Muita gente vai atrás das religiões pagãs atraída pelo que parece um caminho de liberdade irrestrita, diferentemente dos dogmas e mandamentos das crenças mais convencionais - a frase da Wicca "se não causar mal a ninguém, faça o que quiser" é o irresistível canto da sereia para essas pessoas - mas já vimos em
postagens anteriores que há códigos éticos muito claros em todas essas religiões, incluindo o Druidismo, não existe isso de vale-tudo irrestrito; depois do choque que essa revelação traz aos mais deslumbrados, mesmo aqueles que conseguem absorvê-la sem abandonar decepcionados o caminho acabam perplexos diante do mistério dos geasa.
Geasa (singular
geis) é o termo Irlandês para certas compulsões ritualmente impostas, seja na forma de atos proibidos ou obrigatórios, e que devem ser seguidas à risca sob pena de ruína pessoal ou catástrofe: o exemplo clássico é o de Cuchulainn, o herói do Ulster, que está sob os geasa de não poder comer carne de cão (o seu animal tutelar) e ter de aceitar qualquer comida oferecida por uma mulher, e tem seu destino selado quando três velhas no caminho oferecem a ele cozido de lontra (que em Irlandês é literalmente o "cão das águas"), ou seja, ele é forçado a escolher qual geis violar para cumprir o outro; guerreiros como ele podem ter dois ou mais geasa, mas os reis estão sob dúzias deles ao mesmo tempo, e assim a probabilidade de conflito insolúvel aumenta exponencialmente.

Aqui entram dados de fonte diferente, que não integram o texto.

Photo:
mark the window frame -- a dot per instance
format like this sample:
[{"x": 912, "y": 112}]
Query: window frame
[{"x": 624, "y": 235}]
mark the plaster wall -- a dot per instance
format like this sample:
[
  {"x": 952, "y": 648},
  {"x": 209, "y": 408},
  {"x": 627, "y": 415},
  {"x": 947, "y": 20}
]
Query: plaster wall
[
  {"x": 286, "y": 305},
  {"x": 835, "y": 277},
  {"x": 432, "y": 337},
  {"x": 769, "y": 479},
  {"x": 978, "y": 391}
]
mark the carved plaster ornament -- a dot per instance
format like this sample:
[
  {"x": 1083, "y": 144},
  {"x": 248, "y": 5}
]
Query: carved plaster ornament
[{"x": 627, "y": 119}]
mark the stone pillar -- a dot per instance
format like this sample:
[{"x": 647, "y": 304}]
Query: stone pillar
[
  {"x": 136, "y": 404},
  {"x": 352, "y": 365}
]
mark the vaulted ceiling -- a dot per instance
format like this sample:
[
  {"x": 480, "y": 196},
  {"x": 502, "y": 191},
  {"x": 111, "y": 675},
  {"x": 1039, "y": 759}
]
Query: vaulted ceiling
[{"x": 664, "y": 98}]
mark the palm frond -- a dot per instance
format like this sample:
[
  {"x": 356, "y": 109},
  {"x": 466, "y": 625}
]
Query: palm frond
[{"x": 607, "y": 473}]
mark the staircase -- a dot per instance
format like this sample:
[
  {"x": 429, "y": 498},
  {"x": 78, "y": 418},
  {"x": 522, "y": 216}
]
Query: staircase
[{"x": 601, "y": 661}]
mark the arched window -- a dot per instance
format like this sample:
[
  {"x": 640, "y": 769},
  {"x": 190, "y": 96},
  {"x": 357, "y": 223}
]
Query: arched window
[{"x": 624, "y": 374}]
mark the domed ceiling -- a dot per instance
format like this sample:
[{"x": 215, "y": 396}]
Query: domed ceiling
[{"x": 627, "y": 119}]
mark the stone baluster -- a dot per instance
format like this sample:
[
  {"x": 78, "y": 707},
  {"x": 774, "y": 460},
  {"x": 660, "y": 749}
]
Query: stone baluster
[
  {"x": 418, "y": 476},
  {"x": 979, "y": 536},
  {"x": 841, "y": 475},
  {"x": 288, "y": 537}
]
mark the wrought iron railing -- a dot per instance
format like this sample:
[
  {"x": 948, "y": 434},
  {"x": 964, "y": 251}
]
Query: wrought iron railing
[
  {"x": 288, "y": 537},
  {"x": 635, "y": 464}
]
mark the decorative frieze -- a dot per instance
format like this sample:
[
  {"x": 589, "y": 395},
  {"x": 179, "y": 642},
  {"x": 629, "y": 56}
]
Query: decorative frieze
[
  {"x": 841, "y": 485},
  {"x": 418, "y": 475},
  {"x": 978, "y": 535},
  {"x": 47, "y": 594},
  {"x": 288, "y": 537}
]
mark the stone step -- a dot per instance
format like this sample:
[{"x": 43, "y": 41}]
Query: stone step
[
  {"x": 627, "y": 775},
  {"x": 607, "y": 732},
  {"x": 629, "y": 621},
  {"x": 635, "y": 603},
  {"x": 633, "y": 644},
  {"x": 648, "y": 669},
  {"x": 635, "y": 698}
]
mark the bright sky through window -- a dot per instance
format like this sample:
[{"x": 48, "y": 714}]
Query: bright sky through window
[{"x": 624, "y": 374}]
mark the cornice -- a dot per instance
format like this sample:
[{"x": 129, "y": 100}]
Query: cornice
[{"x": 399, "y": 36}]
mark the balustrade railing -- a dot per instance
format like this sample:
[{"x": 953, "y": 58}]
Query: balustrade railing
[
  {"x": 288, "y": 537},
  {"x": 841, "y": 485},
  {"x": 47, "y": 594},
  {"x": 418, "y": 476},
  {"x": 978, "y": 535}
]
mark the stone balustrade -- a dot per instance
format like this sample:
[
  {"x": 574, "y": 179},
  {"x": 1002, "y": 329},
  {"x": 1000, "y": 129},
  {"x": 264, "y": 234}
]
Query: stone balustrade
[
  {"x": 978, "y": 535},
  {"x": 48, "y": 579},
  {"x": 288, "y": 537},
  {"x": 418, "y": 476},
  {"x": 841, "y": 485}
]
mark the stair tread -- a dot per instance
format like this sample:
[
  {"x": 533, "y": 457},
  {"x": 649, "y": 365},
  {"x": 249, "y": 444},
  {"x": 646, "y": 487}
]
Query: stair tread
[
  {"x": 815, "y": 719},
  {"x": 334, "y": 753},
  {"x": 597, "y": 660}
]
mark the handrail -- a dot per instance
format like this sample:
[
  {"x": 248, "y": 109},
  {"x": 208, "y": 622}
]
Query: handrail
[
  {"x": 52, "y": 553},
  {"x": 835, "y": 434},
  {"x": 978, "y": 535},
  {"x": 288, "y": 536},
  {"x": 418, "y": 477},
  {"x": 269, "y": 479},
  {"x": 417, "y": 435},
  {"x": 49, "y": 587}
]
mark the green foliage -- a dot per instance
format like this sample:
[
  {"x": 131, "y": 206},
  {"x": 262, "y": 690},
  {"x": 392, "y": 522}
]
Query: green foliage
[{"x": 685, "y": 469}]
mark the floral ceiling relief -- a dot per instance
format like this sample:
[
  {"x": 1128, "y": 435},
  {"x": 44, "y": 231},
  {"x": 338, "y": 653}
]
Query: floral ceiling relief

Mas então, dirão vocês, qual é o propósito disso, senão uma armadilha que vai arruinar sua vítima mais cedo ou mais tarde?
Maria Nazareth Alvim Barros, autora de
Uma Luz sobre Avallon, considera que os geasa servem como mecanismos de controle social sobre aqueles indivíduos ou classes sociais mais poderosos (reis) ou potencialmente perigosos (guerreiros), restringindo seu poder para o bem da tribo, mas logo à frente ela diz que os Druidas não estão sujeitos a nenhum geis - mas se eles são a classe suprema da sociedade Celta, se nem mesmo o rei pode falar em assembléia antes que o Druida se pronuncie, não deveriam eles ser restringidos por centenas de geasa, ou talvez um ou dois particularmente restritivos, segundo este raciocínio? Nenhum relato descreve algum Druida sob geasa, é verdade, mas ausência de evidência é o mesmo que evidência de ausência? Minha teoria é que os Druidas tem um ou mais geasa, sim, mas diferentemente de guerreiros ou reis tais injunções são mantidas em segredo absoluto, e por isso não foram registradas nas histórias: tanto os geasa druídicos quanto o sigilo sobre os mesmos tem um motivo de ser, e é isso que vamos tentar descobrir aqui.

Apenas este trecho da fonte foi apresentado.